Poly Cystic Ovarian Syndrome (PCOS), the most prevalent hormone problem affecting women, typically between the ages of 15 and 45, can be efficiently detected and diagnosed using Artificial Intelligence (AI) and Machine Learning (ML), claims a recent National Institutes of Health (NIH) study.
Researchers thoroughly examined the published scientific papers that employed AI/ML to diagnose and categorise PCOS and discovered that such programmes were effective at doing so.
"Given the large burden of under- and mis-diagnosed PCOS in the community and its potentially serious outcomes, we wanted to identify the utility of AI/ML in the identification of patients that may be at risk for PCOS," said Janet Hall, M.D., senior investigator and endocrinologist at the National Institute of Environmental Health Sciences (NIEHS), part of NIH, and a study co-author. "The effectiveness of AI and machine learning in detecting PCOS was even more impressive than we had thought."
PCOS is characterised by improper ovarian function and frequently coexists with high testosterone levels. The disease may result in irregular menstrual cycles, acne, excessive facial hair, or head hair loss.

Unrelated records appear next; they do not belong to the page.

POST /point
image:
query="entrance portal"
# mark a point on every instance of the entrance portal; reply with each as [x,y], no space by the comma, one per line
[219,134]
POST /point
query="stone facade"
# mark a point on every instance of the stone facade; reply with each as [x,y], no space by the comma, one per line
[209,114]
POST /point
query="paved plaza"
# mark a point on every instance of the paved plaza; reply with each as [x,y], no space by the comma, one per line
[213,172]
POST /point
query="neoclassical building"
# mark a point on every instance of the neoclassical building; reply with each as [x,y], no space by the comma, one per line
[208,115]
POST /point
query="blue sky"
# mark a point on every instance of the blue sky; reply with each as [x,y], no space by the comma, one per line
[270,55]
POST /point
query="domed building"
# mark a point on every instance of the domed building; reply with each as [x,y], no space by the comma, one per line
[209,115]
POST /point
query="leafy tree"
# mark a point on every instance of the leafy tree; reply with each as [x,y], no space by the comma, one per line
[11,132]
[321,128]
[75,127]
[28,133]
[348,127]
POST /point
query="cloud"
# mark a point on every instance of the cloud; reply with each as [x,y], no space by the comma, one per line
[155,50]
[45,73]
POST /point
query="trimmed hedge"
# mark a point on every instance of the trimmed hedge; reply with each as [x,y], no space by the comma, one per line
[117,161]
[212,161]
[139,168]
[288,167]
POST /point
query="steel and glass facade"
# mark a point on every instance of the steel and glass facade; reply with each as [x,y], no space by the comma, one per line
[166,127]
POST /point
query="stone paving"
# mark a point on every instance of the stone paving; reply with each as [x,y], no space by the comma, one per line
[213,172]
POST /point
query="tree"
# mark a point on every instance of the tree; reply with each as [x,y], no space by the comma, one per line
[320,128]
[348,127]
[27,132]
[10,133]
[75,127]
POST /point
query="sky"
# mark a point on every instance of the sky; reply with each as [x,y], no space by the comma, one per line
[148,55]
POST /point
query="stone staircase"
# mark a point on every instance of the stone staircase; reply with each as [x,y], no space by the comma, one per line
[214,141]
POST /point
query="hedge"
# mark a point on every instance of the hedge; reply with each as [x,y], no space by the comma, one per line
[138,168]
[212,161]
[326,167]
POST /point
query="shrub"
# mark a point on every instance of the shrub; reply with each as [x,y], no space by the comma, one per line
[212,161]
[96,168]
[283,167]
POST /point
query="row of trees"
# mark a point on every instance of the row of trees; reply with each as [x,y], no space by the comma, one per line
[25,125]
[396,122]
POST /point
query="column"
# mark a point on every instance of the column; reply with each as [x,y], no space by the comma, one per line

Type 2 diabetes, sleep disorders, psychological issues, heart disease, and other reproductive issues like uterine cancer and infertility are all common risks for women with PCOS.
"PCOS can be challenging to diagnose given its overlap with other conditions," said Skand Shekhar, M.D., senior author of the study and assistant research physician and endocrinologist at the NIEHS. "These data reflect the untapped potential of incorporating AI/ML in electronic health records and other clinical settings to improve the diagnosis and care of women with PCOS."
To find sensitive diagnostic biomarkers that can help with PCOS diagnosis, study authors advised combining sizable population-based research with electronic health datasets and looking at standard laboratory testing.
The diagnosis is made using generally recognised, standardised criteria that have developed over time.
These criteria typically include clinical signs and symptoms (such as acne, excessive hair growth, and irregular periods) as well as laboratory and radiological findings (such as multiple small cysts and an enlarged ovary on ovarian ultrasound).+
Artificial intelligence (AI) is the use of computer-based tools or systems to simulate human intelligence and support prediction or decision-making. ML is a branch of AI that focuses on using knowledge gained from the past to inform present-day decision-making.
AI is a perfect tool for helping with the identification of conditions like PCOS that are challenging to diagnose since it can handle enormous amounts of diverse data, such as that collected from electronic health records.
For the previous 25 years (1997–2022), all peer-reviewed studies that used AI/ML to identify PCOS were systematically examined by the researchers.
The researchers found prospective eligible studies with the aid of an expert NIH librarian. They screened 135 studies in total, of which 31 were used for this paper.
Each observational study evaluated how AI/ML technologies were used in patient diagnosis. About half of the investigations included ultrasound pictures. The participants in the studies were, on average, 29 years old.
The detection accuracy of PCOS ranged from 80 to 90% across the 10 studies that employed standardised diagnostic criteria to make the diagnosis.
“Across a range of diagnostic and classification modalities, there was an extremely high performance of AI/ML in detecting PCOS, which is the most important takeaway of our study,” said Shekhar.
The authors point out that AI/ML-based programmes could greatly improve our ability to detect PCOS in women early on, leading to financial savings and a lighter burden of PCOS on patients and the healthcare system.
The seamless integration of AI/ML for chronic health disorders will be made possible by follow-up studies with strong validation and testing procedures.